La sigaretta attrae gli adolescenti con un QI più basso

Un gruppo di ricercatori del Sheba Medical Center di Tel Hashomer, guidati da  Mark Weiser, ha stabilito che i fumatori sono meno intelligenti rispetto ai non fumatori.

Lo studio ha analizzato 20.211 reclute diciottenni dell’esercito israeliano, quindi ragazzi senza problemi mentali importanti, dato che questi soggetti sono riformati.
Il 28,5 % dei partecipanti alla ricerca hanno ammesso di fumare almeno una sigaretta al giorno, il 3% si è dichiarato ex fumatore e il 68% invece non aveva mai fumato.

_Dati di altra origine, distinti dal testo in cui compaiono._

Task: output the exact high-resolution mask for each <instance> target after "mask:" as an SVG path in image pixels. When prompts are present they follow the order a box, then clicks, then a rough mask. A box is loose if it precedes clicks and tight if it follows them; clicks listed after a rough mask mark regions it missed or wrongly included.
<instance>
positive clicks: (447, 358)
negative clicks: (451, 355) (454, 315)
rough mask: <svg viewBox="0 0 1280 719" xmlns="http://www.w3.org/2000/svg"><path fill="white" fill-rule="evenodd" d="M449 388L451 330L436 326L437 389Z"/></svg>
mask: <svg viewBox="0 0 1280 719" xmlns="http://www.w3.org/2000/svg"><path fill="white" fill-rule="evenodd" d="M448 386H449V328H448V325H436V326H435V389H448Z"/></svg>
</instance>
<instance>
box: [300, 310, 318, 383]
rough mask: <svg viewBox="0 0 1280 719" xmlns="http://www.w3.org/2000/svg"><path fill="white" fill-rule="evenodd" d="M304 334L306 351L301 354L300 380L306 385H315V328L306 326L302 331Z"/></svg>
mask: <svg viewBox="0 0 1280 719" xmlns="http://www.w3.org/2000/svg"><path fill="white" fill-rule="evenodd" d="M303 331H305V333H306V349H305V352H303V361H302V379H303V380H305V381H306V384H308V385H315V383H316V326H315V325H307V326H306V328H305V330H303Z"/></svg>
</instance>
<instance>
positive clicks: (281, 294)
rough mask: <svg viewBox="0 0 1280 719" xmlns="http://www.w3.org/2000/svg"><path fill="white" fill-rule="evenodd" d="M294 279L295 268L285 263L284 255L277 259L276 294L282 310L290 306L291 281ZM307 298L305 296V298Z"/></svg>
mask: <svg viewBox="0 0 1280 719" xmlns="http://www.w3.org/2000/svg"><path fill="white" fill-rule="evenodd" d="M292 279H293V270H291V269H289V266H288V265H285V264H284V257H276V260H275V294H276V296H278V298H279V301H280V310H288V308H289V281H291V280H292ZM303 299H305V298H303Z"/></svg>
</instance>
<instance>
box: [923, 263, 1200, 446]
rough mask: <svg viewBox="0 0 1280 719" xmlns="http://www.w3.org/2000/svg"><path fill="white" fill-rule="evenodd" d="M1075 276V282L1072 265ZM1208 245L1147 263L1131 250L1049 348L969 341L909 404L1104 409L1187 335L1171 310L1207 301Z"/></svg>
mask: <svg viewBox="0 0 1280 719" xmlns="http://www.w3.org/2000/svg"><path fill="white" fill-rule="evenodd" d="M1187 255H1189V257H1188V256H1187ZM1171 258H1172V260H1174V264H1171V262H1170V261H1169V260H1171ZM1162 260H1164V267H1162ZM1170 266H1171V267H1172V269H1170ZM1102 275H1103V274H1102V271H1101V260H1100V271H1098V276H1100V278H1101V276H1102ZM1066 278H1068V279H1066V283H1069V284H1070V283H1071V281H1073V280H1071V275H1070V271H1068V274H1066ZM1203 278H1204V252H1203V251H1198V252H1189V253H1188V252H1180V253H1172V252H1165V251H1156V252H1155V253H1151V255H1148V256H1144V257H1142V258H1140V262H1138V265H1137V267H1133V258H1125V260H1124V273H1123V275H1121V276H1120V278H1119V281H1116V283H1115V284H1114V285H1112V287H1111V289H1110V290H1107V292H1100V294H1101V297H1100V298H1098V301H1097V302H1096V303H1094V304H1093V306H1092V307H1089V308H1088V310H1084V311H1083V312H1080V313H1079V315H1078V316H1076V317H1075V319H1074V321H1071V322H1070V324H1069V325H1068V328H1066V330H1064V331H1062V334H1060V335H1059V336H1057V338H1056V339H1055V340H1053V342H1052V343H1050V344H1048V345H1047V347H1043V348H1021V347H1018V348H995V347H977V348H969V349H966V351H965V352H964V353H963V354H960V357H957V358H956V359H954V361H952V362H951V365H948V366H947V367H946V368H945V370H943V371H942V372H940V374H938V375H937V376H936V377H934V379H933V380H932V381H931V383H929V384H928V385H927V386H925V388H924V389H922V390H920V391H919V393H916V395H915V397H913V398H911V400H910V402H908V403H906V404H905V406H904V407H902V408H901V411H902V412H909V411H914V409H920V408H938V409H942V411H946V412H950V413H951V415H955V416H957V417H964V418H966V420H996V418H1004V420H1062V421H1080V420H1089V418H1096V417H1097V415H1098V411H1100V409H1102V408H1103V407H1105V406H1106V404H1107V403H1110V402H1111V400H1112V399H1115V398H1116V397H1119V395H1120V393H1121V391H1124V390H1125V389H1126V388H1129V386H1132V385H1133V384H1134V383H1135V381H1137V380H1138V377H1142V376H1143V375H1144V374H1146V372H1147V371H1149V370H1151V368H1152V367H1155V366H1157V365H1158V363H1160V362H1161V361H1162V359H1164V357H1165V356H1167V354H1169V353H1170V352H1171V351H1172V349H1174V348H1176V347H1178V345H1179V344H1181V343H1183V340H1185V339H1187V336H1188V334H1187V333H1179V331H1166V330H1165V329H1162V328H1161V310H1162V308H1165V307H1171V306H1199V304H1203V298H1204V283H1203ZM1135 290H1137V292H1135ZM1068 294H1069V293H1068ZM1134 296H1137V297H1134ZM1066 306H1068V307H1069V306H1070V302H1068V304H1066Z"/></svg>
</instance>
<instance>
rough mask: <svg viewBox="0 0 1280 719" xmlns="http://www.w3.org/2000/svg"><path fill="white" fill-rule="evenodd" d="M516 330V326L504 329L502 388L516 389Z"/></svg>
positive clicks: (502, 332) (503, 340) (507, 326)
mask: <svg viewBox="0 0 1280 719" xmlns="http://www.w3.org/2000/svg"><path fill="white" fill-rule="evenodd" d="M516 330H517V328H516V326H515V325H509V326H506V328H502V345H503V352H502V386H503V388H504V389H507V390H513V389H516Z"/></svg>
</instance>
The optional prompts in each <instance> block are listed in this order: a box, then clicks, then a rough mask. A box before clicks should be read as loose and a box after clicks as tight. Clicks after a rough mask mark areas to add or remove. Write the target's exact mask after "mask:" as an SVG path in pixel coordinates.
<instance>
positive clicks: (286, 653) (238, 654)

I test cognitivi hanno evidenziato che il QI era più basso nei fumatori (media di 94) rispetto ai non fumatori (101) e diminuiva all’aumentare del numero di sigarette fumate al giorno (98 da 1 a 5 sigarette, 90 sopra il pacchetto).
Chi a 18 anni non fumava ma iniziava prima dei 21 otteneva ai test un risultato peggiore rispetto a chi non fumava, e lo stesso capitava analizzando due fratelli di cui uno non ha mai toccato una sigaretta.
Il valore di QI compreso tra 84 e 116 è considerato indice di intelligenza media.

Questi dati significherebbero quindi che non è la sigaretta a danneggiare l’intelligenza, ma che è il fumatore ad avere un QI più basso.
Per combattere la diffusione del vizio del fumo nei giovani i ricercatori consigliano di investire sulla dissuasione per gli adolescenti con QI più basso.